# Interesting USB Conflict

## NicZak

I have an MSI KT266-RU motherboard which features both usb 1.1 and usb 2.0 ports.  I don't have any usb 2.0 devices however I am using the usb 2.0 ports due to a lack of the old ones.  Now when I configured I compiled both usb-uhci (the standard usb driver) and ehci-hcd (the usb 2.0 driver) as modules.  When I load only the standard (usb-uhci) module everything works fine, however when I enable the 2.0 (ehci-hcd) one nothing seems to work (mouse mainly, any yes I plugged all devices in the 2.0 ports).
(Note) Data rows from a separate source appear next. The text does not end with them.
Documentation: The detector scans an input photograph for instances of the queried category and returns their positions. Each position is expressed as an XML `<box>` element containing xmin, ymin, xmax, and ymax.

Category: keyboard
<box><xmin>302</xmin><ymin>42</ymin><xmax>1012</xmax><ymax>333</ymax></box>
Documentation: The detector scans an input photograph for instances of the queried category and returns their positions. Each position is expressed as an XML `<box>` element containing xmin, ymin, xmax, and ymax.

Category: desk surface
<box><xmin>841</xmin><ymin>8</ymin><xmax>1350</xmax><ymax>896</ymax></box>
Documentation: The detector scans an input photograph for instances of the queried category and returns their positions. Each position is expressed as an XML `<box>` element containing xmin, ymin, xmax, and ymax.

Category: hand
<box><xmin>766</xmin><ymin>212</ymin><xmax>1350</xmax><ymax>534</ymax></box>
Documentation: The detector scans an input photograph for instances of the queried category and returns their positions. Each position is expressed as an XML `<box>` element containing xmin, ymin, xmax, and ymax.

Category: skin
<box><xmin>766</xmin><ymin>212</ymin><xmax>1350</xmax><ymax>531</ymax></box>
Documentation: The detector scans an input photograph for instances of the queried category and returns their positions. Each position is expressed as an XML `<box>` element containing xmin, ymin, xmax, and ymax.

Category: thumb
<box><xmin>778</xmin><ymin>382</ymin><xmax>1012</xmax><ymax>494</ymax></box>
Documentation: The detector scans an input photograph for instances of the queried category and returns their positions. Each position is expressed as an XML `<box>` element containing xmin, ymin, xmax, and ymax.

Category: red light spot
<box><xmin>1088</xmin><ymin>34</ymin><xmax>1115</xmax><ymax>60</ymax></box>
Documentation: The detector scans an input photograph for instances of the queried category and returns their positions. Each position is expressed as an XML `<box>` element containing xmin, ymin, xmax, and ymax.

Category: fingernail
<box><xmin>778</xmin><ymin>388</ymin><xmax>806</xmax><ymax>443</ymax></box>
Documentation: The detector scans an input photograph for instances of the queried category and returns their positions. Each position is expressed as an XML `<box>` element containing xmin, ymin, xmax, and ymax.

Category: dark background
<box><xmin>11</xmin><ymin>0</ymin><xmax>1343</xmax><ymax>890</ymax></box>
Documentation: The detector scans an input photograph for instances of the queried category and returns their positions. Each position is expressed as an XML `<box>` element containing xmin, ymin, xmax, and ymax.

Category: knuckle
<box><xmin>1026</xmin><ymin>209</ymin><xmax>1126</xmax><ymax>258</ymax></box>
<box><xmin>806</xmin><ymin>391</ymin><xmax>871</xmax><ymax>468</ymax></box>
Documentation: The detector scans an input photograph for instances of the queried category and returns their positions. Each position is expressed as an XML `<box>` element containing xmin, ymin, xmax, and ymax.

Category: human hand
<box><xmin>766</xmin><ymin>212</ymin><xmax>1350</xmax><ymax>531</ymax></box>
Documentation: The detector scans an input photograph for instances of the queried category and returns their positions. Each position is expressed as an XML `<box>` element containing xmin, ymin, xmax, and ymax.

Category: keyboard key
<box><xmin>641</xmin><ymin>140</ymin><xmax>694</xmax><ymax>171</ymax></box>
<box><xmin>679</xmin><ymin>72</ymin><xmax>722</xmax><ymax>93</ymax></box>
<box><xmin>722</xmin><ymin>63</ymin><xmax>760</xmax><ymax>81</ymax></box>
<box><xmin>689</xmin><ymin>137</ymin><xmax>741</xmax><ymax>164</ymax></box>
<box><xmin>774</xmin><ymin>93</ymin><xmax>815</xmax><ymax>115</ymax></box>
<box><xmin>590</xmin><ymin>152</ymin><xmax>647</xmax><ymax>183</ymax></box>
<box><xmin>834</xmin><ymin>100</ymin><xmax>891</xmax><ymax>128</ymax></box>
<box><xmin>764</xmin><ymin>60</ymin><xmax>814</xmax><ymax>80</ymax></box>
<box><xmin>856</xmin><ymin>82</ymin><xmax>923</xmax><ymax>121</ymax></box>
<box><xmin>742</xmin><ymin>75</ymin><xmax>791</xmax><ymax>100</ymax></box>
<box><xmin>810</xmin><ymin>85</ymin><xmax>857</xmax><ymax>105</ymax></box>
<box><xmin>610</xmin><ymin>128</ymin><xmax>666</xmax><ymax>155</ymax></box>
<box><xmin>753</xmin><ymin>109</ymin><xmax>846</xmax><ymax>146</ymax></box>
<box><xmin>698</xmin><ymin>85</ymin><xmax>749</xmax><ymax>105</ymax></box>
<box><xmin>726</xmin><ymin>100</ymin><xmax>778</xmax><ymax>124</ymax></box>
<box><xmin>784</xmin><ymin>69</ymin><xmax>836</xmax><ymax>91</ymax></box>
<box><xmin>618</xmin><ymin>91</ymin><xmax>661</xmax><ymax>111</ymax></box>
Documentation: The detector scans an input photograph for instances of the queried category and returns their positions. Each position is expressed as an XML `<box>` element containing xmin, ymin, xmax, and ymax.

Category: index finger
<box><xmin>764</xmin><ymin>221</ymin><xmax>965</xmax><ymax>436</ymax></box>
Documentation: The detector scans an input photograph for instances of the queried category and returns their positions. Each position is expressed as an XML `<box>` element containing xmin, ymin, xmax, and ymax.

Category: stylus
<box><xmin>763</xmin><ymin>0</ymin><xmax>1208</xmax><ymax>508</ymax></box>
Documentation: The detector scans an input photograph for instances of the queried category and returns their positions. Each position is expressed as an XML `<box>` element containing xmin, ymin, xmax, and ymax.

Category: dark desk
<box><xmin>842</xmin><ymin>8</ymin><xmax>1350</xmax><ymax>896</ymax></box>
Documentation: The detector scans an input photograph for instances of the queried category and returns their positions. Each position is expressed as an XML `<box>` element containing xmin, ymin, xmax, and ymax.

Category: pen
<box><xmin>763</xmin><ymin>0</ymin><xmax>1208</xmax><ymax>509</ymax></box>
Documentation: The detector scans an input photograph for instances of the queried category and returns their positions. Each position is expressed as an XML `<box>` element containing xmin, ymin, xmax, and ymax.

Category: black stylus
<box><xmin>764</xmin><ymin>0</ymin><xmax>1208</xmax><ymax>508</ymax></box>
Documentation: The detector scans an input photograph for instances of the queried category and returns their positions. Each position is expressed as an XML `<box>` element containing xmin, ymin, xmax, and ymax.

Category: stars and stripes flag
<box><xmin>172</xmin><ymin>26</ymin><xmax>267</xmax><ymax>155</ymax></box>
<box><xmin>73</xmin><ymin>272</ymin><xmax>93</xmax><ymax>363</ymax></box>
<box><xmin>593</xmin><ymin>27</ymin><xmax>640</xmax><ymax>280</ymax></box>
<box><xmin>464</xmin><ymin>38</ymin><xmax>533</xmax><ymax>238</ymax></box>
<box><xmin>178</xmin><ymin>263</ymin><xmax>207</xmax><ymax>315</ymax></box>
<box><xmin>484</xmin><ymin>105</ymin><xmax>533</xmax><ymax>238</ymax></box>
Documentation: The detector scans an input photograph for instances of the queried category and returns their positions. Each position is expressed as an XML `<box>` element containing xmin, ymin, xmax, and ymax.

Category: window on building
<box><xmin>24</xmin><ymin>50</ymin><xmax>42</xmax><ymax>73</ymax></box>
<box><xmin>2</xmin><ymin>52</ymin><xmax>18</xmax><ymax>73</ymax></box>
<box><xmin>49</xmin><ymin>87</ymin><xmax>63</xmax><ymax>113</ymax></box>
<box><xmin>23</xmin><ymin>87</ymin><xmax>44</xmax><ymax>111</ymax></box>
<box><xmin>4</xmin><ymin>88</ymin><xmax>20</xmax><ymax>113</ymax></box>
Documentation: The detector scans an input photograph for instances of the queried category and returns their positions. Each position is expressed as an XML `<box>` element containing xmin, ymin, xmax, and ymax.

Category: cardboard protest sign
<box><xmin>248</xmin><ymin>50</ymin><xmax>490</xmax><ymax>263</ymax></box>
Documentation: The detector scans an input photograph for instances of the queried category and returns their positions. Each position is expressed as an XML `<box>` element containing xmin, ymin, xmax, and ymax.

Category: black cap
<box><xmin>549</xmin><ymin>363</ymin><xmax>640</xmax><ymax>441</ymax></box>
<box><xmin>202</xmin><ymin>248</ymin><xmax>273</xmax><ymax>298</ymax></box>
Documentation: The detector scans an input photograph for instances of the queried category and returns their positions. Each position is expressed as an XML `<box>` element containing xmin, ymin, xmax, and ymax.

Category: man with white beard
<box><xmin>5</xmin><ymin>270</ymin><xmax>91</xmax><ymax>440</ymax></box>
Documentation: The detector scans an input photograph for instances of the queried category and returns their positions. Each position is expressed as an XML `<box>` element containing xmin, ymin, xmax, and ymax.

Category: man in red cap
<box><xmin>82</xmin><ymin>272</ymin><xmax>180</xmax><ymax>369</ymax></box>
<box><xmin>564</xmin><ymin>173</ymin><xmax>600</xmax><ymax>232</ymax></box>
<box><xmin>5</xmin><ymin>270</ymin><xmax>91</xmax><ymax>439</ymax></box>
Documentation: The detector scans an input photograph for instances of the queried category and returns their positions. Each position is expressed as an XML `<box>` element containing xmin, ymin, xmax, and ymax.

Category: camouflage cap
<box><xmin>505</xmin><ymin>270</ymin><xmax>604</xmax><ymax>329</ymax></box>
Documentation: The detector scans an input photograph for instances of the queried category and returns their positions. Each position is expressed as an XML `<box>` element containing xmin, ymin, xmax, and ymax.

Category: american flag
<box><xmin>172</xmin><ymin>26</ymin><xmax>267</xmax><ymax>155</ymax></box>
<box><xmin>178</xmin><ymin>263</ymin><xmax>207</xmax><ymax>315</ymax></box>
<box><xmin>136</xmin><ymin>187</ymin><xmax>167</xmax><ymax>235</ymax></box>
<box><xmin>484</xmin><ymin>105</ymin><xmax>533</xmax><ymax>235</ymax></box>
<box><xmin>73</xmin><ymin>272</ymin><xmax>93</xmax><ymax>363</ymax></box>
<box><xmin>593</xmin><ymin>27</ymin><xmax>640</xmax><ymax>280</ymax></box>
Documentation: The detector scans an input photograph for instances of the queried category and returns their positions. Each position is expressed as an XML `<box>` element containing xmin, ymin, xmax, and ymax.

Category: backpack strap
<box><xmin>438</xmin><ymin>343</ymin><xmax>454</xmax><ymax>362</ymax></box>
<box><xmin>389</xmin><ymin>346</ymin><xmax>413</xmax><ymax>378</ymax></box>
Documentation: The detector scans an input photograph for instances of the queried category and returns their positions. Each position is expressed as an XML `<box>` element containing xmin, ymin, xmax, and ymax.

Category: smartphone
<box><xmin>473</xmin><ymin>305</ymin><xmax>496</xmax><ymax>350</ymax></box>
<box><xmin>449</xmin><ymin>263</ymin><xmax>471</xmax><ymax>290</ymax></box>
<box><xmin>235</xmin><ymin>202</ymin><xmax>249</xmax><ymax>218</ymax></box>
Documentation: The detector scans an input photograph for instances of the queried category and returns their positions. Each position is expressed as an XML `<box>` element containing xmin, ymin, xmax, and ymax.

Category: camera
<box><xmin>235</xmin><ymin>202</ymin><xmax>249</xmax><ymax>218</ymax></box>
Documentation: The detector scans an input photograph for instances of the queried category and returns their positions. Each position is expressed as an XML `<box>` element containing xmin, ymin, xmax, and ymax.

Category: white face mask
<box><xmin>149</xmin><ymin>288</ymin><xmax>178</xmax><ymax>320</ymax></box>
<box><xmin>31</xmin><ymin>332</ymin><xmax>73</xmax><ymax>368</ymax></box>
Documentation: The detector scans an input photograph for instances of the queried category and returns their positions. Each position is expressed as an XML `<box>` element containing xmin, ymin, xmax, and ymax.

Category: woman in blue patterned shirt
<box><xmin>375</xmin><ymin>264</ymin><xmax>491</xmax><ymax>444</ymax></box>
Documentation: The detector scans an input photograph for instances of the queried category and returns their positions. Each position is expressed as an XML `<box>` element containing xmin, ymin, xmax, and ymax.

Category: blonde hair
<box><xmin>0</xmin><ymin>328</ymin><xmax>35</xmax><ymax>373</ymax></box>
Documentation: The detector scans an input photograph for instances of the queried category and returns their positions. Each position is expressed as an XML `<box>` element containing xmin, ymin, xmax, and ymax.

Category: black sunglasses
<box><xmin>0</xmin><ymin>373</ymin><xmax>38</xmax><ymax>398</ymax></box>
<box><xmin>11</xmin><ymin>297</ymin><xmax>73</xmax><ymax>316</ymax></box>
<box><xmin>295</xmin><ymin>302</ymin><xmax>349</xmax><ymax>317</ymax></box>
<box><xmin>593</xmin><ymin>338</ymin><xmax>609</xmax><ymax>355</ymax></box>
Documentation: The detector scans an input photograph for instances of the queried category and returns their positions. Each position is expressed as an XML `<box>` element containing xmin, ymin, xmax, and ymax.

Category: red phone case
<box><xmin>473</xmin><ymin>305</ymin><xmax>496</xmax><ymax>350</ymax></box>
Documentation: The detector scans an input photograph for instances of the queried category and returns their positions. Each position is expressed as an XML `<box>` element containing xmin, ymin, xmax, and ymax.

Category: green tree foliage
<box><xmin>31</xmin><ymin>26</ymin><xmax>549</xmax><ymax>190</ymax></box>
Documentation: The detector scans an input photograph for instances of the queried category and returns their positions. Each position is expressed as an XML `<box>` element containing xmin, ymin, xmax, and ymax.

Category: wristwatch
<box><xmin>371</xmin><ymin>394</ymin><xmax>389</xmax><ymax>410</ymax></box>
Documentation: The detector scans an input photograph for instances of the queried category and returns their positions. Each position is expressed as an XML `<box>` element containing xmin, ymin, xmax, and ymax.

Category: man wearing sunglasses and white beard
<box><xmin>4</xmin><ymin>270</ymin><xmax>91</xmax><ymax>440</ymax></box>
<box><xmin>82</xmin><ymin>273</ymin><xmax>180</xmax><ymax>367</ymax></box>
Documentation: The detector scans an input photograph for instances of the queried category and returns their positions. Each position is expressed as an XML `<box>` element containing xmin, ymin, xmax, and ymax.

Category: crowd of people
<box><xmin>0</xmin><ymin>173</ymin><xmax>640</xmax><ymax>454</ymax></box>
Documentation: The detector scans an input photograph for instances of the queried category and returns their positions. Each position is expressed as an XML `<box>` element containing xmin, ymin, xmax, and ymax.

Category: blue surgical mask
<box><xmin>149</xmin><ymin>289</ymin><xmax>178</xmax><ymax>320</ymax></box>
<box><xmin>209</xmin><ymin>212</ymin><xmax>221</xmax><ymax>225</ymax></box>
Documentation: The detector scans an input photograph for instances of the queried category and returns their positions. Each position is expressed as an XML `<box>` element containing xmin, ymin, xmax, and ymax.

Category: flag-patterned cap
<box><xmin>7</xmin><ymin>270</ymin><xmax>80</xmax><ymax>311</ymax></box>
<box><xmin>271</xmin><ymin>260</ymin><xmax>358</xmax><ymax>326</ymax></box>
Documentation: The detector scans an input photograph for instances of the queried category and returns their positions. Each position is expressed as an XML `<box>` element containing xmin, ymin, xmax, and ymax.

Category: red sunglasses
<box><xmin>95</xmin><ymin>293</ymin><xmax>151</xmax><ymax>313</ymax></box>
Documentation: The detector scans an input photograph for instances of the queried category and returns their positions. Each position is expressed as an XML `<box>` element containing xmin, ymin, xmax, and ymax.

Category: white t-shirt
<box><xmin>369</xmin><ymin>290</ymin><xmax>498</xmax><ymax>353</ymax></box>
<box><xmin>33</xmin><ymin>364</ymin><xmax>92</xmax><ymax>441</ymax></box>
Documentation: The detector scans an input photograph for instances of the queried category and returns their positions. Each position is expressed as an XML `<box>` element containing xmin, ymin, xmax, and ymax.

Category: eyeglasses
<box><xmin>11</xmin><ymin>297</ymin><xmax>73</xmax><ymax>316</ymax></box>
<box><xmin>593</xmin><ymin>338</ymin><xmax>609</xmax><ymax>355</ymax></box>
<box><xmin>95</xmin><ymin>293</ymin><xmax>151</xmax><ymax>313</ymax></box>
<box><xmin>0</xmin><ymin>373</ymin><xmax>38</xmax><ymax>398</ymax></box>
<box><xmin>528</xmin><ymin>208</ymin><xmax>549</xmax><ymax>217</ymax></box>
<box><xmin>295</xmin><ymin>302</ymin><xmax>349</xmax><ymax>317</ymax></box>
If I load both, nothing works either.  In both cases my gamepad will not work at all which is getting really frustrating.  So in short, has anyone gotten both usb modules loaded w/o problems and how in gods name do you get a usb gamepad to work!?  Using joydev/usb-uhci modules I cannot get my psx-usb adaptor working what-so-ever, although the red light stays on in the middle of the psx pad (the analog light).  Any thoughts would be much appriciated..  Thanks -

NicZak

----------

## AutoBot

I have both working, will take a look at my kernel and post back later am currently having a *major* issue -- see the Gentoolkit thread  :Shocked: 

----------